After decades of study and observation, he wrote a chapter on the twin cities of Lahore and Amritsar and wrapped it up with these words - and I quote him verbatim:
They are the burliest men on the face of the planet - tough and capable and slightly grim. If human life survives the present chapter of Man's history, the Sikhs, for sure, will still be on the map.
These words were written after the Partition of Punjab, only a few years later. At a time when Sikhs were not at their best; they were still reeling from the most serious setback they had experienced in modern times - a holocaust, a precipitous loss of their homeland, and an uncertain future in a land and amongst a sea of people which shared very few values with them.
I put more faith in Toynbee’s words than I do in those of any others … simply because his observations were informed ones. Independent, objective, free of vested interests or distracting agendas.
There’s nothing I have seen in my six decades of living which disproves Toynbee’s opinion.
In fact, if anything, I find the development of the Sikh community worldwide to date, in every way consistent with his analysis.
To see what I see, and what he saw, all we need to do is step back far enough to be able to see the forest, not just the trees.
More about this, off and on, in the next few days …
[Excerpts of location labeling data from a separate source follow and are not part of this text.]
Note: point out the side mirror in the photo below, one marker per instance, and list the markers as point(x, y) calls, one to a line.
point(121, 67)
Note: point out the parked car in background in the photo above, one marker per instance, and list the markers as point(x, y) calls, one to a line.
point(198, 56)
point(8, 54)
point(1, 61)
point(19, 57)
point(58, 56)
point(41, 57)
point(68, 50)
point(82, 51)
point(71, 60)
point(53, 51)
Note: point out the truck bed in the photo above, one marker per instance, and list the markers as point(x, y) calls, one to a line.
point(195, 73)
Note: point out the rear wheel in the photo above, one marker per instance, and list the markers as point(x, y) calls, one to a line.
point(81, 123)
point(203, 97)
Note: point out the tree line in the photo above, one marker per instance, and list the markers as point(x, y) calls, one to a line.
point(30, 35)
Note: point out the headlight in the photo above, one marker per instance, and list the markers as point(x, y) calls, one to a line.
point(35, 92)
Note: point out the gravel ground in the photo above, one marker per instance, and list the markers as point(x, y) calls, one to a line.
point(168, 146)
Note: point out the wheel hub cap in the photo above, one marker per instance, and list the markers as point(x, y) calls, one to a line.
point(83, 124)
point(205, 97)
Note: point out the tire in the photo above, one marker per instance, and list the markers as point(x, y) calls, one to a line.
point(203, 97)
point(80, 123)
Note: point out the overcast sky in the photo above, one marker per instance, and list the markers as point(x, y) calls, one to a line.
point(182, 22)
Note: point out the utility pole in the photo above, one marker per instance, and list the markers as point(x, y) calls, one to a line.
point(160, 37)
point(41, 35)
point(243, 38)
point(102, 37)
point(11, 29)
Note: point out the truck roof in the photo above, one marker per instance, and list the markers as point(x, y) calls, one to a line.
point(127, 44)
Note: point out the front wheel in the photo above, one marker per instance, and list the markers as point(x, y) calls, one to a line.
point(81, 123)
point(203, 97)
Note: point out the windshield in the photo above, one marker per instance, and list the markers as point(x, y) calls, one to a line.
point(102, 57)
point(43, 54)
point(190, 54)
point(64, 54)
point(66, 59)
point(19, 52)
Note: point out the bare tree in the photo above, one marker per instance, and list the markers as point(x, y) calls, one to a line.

Conversation about this article
1: Harpal Singh (Sydney, Australia), August 25, 2012, 6:09 AM.
The mandate of a Sikh is captured in the saakhi of Guru Nanak in which he blesses the residents of one village - a bunch of ill-mannered, narrow-minded, selfish and mean-spirited people - to be "vasdey raho" (stay rooted here), and the apparent "curse" he bestowed on another village - of decent, giving, sharing, loving, hard-working people - to "ujjarrh jao" (lose your roots and scatter). We now seek the Guru's blessings in affording us the initiative, wisdom, ability and humility in being the flag bearers of Guru Nanak's mission the world over.